Niente tasse sul rimborso accessi
23 Dicembre 2018Medico specialista ambulatoriale: una sentenza della suprema Corte la voce stipendiale relativa al rimborso per gli accessi non va tassata.
La Corte di Cassazione ha sancito che la voce stipendiale denominata “Rimborso accessi” presente nei cedolini relativi agli emolumenti degli specialisti ambulatoriali non deve essere tassata.
Il rimborso degli accessi risulta essere disciplinato dall’Accordo Collettivo Nazionale degli Specialisti Ambulatoriali nel quale è stabilito che per incarichi svolti in comune diverso da quello di residenza, purché entrambi siano compresi nello stesso ambito zonale, viene corrisposto, per ogni accesso, un rimborso spese.
Ebbene, la Suprema Corte nella propria Ordinanza ha sancito che in tema di imposte sui redditi non ogni somma corrisposta in dipendenza del rapporto di lavoro deve considerarsi di natura retributiva, e perciò, assoggettabile tanto ai sensi dell’articolo 48 del D.P.R. 29.09.1973 n. 597 che dell’articolo 48 del t.u.i.r. del 1986, a ritenta IRPEF, salve le eccezioni dagli stessi articoli previste.
In sintesi, sostiene sempre la Corte, assumono funzione risarcitoria e non retributiva le somme corrisposte al medico in relazione all’attività da esso svolta che comporti delle spese superiori rispetto a quelle rientranti nella normalità della prestazione lavorativa e, quindi, tali da rendere l’incarico in questione depauperativo.

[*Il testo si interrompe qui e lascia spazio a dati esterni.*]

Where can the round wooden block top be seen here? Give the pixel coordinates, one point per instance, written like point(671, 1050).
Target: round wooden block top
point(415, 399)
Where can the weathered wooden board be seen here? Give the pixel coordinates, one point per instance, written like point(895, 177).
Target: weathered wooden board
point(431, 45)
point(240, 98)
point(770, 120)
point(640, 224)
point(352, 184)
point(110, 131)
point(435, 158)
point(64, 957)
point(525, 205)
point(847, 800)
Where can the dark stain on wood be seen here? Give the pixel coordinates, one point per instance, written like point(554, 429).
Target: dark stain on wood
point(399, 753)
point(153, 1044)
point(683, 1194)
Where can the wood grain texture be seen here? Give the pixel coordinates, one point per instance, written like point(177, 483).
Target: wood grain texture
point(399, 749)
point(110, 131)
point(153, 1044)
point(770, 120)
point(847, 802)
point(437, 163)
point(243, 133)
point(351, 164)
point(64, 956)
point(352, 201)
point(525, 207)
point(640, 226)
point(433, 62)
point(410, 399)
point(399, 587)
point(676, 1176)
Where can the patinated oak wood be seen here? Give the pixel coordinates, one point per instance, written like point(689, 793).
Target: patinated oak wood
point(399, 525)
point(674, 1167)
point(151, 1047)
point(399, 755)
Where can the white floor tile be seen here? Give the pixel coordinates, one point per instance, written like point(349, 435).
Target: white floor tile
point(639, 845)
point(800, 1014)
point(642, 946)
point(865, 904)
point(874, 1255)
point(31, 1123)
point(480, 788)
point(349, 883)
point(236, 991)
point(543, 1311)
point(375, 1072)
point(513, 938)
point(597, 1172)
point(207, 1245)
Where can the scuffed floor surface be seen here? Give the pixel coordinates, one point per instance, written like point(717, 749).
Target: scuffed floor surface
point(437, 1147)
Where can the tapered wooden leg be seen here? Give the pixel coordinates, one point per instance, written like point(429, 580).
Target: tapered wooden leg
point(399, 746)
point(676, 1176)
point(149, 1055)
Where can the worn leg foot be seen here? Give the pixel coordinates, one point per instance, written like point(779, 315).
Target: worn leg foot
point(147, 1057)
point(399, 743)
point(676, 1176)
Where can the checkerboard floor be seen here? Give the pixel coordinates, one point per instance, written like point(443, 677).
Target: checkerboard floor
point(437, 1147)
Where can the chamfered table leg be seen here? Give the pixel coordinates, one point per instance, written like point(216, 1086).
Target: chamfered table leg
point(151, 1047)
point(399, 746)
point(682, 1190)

Nel caso dei medici specialisti ambulatoriali, il rimborso spese di cui trattasi è determinato non con criterio forfettario e perciò sganciato dall’effettivo esborso sostenuto dal prestatore d’opera, ma con specifica parametrazione rispetto al chilometraggio effettivamente percorso ed al costo del carburante di tempo in tempo rilevato, sicchè non vi è dubbio che l’indennità di cui si tratta assolva alla concreta fruizione di ripristinare il patrimonio del prestatore d’opera depauperato per causa degli esborsi effettivamente sostenuti nell’interesse dell’amministrazione datrice di lavoro.
Ciò consente di differenziare, pertanto, l’emolumento di cui qui si tratta da altri tipi di emolumenti; infatti, la natura restitutoria costituisce, infine, elemento sufficiente ad escludere qualsivoglia contrasto con i principi che ne giustificano il mancato assoggettamento a tassazione a differenza di tutte le altre voci retributive connesse alla medesima attività lavorativa.
Per ciò che concerne invece l’iter che si dovrà osservare per ottenere il rimborso di tali somme ingiustamente tassate da parte dell’erario, così come sancito dalla Suprema Corte di Cassazione occorrerà procedere per gradi, ovvero:
in primis è doveroso ricordare che la prescrizione di tale diritto nei confronti dell’Agenzia delle Entrate è di soli quattro anni, pertanto, si potrà procedere a ritroso esclusivamente per questo periodo limitato, quindi, per ciò che concerne tale aspetto, sarà sempre opportuno provvedere ad inviare una raccomandata a/r indirizzata all’Agenzia delle Entrate territoriale nella quale si richiederà in maniera anche generica la restituzione delle somme ingiustamente tassate, sottolineando il carattere interruttivo dei termini prescrizionali della missiva.
Successivamente, per il tramite del proprio legale di fiducia, si procederà con lo studio dei cedolini paga del medico e con il relativo calcolo delle somme ingiustamente trattenute dall’erario. Una volta individuato il quantum si procederà con il deposito di un’istanza di rimborso presso la sede dell’Agenzia delle Entrate territoriale e, una volta trascorso il termine di legge, l’istante potrà procedere al deposito sempre all’Agenzia delle Entrate del ricorso con contestuale richiesta di mediazione, obbligatoria per somme non superiori a cinquantamila euro.
Trascorsi novanta giorni dal sopra indicato deposito, in caso di mancata adesione alla mediazione da parte dell’Agenzia delle Entrate, la parte, sempre per il tramite del proprio legale, potrà procedere ad iscrivere a ruolo il ricorso al fine di ottenere il rimborso di tali somme, il tutto proprio alla luce dell’Ordinanza emessa dalla Suprema Corte di Cassazione.